La propaganda de terror sobre el SARS-CoV-2 (Covid-19) dificulta tomar decisiones racionales y prudentes. Bajo los efectos de la histeria y la paranoia se recurre a cerrarlo todo, como única solución a la propagación del virus. El encierro y el constituir un estado autoritario se tornó en la forma política predominante mundialmente. Es un estado paternalista y sobreprotector, al punto de impedir la vida misma o de reducirla a sus funciones mínimas.

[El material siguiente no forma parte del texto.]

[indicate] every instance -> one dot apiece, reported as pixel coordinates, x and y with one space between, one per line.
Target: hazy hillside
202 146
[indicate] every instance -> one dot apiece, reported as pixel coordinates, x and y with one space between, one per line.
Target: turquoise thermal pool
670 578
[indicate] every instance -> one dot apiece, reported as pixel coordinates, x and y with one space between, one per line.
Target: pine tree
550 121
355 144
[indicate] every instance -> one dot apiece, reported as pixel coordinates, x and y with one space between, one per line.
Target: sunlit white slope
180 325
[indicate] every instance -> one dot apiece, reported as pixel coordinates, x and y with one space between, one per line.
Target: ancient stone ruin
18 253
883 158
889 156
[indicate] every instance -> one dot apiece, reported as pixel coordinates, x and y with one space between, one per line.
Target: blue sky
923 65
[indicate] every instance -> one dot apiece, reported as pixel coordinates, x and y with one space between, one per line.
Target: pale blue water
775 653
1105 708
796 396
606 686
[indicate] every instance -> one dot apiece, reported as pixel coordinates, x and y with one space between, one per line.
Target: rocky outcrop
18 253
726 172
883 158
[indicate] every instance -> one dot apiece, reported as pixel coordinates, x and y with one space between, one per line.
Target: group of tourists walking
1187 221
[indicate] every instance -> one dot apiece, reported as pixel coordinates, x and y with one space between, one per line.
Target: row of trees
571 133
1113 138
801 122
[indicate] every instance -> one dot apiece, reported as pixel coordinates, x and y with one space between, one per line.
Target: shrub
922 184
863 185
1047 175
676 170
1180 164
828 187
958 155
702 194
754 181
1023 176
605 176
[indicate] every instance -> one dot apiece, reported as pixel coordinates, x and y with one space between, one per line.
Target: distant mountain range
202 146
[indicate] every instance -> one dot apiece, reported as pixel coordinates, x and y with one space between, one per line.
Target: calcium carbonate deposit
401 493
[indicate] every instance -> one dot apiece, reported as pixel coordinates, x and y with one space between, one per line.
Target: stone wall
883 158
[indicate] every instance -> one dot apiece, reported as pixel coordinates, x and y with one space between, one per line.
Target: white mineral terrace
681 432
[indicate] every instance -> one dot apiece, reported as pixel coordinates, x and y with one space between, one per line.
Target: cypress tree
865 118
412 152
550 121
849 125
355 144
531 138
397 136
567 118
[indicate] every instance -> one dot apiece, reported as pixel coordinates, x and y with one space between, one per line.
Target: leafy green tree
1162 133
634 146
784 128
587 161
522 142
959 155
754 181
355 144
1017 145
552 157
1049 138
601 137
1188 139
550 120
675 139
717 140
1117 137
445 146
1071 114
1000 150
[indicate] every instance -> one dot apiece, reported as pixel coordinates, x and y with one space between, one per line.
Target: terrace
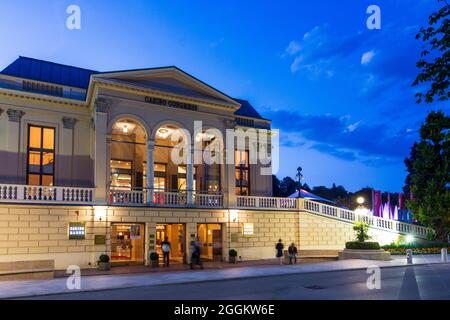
20 194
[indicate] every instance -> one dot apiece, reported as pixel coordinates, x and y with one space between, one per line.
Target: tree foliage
434 61
428 169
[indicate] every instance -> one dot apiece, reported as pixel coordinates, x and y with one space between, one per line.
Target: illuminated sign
77 231
248 229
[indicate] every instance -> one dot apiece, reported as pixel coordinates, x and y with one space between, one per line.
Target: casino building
86 168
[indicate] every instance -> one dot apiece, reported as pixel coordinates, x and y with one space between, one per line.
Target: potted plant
103 263
232 254
154 258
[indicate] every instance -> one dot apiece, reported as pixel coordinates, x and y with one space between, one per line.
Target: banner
400 201
376 202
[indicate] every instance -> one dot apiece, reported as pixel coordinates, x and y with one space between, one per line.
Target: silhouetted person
279 247
292 251
165 246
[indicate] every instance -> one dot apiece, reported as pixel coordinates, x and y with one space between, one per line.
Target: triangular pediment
169 80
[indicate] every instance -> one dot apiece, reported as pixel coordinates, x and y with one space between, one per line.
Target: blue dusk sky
340 93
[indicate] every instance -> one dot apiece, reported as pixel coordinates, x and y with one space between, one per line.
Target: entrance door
127 243
175 233
210 238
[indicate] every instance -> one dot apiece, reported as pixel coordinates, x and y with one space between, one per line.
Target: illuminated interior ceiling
128 127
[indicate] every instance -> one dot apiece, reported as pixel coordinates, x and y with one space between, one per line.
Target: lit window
41 156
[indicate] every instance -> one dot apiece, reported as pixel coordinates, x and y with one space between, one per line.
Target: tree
428 169
434 60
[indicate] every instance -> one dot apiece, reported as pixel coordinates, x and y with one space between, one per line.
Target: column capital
102 105
69 123
150 143
15 115
230 124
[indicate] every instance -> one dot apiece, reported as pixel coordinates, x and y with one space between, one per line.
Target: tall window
41 156
121 174
241 161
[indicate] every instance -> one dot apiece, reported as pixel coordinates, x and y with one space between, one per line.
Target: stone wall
324 233
41 232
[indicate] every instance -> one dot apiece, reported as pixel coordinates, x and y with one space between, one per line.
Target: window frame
241 168
41 151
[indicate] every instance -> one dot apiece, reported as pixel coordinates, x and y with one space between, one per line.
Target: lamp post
360 209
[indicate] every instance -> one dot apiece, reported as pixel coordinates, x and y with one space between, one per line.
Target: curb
206 280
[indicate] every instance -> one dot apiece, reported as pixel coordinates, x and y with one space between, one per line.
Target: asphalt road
418 282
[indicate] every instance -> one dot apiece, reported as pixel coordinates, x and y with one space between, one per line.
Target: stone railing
164 199
45 194
372 221
244 202
208 200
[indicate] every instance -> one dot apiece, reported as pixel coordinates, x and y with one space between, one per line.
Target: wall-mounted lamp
100 213
234 215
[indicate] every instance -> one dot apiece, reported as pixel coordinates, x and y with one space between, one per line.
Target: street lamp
360 209
360 200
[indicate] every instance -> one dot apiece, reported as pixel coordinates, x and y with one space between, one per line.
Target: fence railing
351 216
164 199
45 194
272 203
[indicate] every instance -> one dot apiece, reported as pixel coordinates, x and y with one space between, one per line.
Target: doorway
127 243
210 238
175 233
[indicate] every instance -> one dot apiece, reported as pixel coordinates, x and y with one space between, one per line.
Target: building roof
51 72
45 71
247 110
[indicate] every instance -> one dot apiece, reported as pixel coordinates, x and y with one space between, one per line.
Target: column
13 147
100 168
190 175
150 172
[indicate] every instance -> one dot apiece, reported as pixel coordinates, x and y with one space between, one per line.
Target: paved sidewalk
17 289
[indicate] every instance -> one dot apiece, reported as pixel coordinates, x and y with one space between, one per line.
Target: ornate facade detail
15 115
69 123
102 105
230 124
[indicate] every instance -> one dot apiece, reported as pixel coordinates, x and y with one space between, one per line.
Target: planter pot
364 254
155 263
104 266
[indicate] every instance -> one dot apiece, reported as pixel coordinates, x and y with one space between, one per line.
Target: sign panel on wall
77 231
248 229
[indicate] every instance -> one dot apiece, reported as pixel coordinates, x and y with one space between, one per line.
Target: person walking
292 251
195 257
279 247
165 246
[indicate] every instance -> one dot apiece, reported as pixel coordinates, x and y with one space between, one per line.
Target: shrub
154 256
358 245
103 258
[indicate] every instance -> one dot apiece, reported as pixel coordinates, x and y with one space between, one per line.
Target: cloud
316 54
342 138
293 48
367 57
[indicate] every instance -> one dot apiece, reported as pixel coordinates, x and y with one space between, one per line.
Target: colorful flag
376 203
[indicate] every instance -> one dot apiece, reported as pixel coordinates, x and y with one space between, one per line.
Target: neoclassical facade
87 167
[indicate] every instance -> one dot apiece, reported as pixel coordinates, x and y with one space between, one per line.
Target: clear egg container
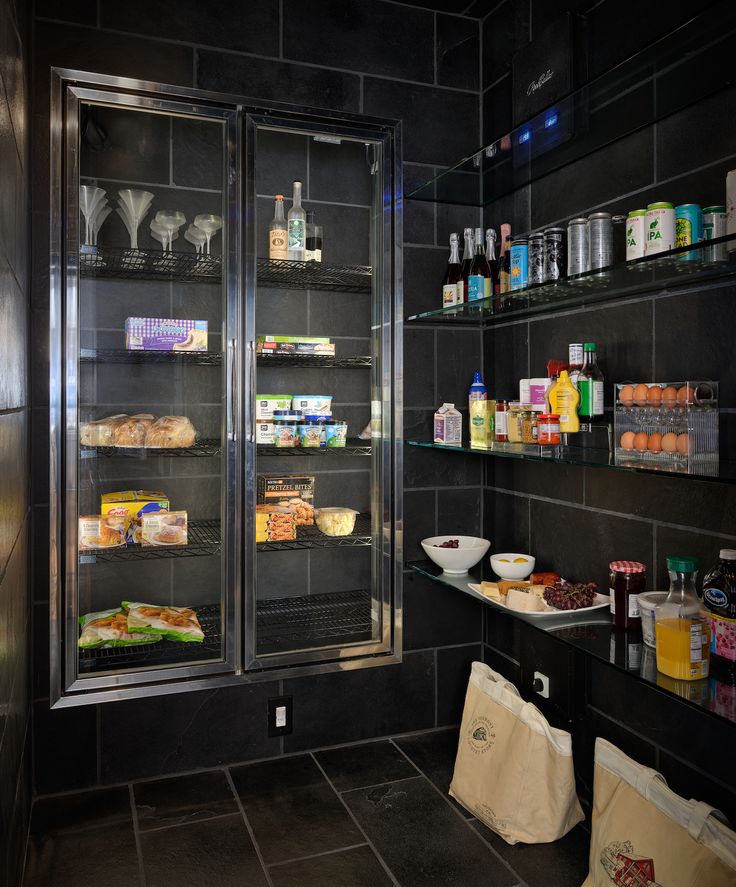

Los niños y adolescentes no acuden a campamentos de verano, cuidos, parques ni escuelas. Viven de forma sedentaria, encerrados y limitados en experiencias. No comparten con otros niños y adolescentes. La amistad y la confraternización dejó de ser parte de la vida.
Quienes más padecen de esta condición “pandémica” son los menores cuyas familias tienen ingresos bajos. Muchos son hijos sin padre y no tienen los recursos para mantener competitividad en aspectos educativos y de otro orden. El ‘homeschooling’, la educación a distancia y las tutorías no son una opción para la mayoría.
Cuando el presidente de EEUU, Donald Trump, anunció su política de reiniciar las clases en las escuelas del País, no lo hizo para arriesgar la vida de los estudiantes. Es sabido que el Covid-19 no es una amenaza significativa para los menores de edad. Mantenerlos encerrados, sin actividad física, sin socialización y sin educación formal supera por mucho el riesgo que pudiera representar el patógeno.
No es realista la idea de esperar a que surja una vacuna, que se pruebe, se produzca, se distribuya y se administre a cada ciudadano, incluso a los que no favorecen su uso. Tampoco es viable encerrar a los menores de edad indefinidamente, como si vivieran en el apocalipsis zombie o en el preludio a un ataque nuclear.
Hay políticos que usan la pandemia para adelantar agendas ideológicas, partidistas y corporativistas. Sacrifican el bienestar general, pero lo hacen aparentando que hacen lo contrario. Mediante la demagogia y la retórica del horror, mantienen a gran parte de la población en suspenso, desinformada y sumisa.
Reportan datos falsos e interpretan las estadísticas a su conveniencia. Por ejemplo, no dicen que la tasa de letalidad se estancó, que los menores de edad no son una población de alto riesgo y que más de dos terceras partes de los infectados se recuperan e, incluso, no presentan síntomas graves. Dan a entender que la realidad es el escenario más fatal e improbable.
La narrativa sobre el fin del mundo es útil políticamente. Conviene al manipulador jugar con las cifras, con las emociones y con la percepción.
Es notable que cuando les conviene, omiten al Covid-19, como en las “protestas” de Black Lives Matter (BLM). Sin embargo, si desean atacar al presidente Trump, pintan un escenario tétrico, toda vez que este convoca a una actividad pública de campaña, de conmemoración o de otro tipo. El virus solo es letal cuando conviene. Es decir, la realidad o percepción de la realidad se ajusta y construye de acuerdo a intereses políticos. El riesgo con este juego retórico es que se lleva enredados a los estudiantes, a los trabajadores, a los pequeños y medianos comerciantes, entre otros sectores.
Hasta que no se realice la elección general en noviembre, el Covid-19 será un arma de campaña. No importa si en el proceso llevan la economía al colapso, la infraestructura al deterioro, la salud mental al límite, el fisco al endeudamiento severo y la Nación a las ruinas y a su (auto)destrucción.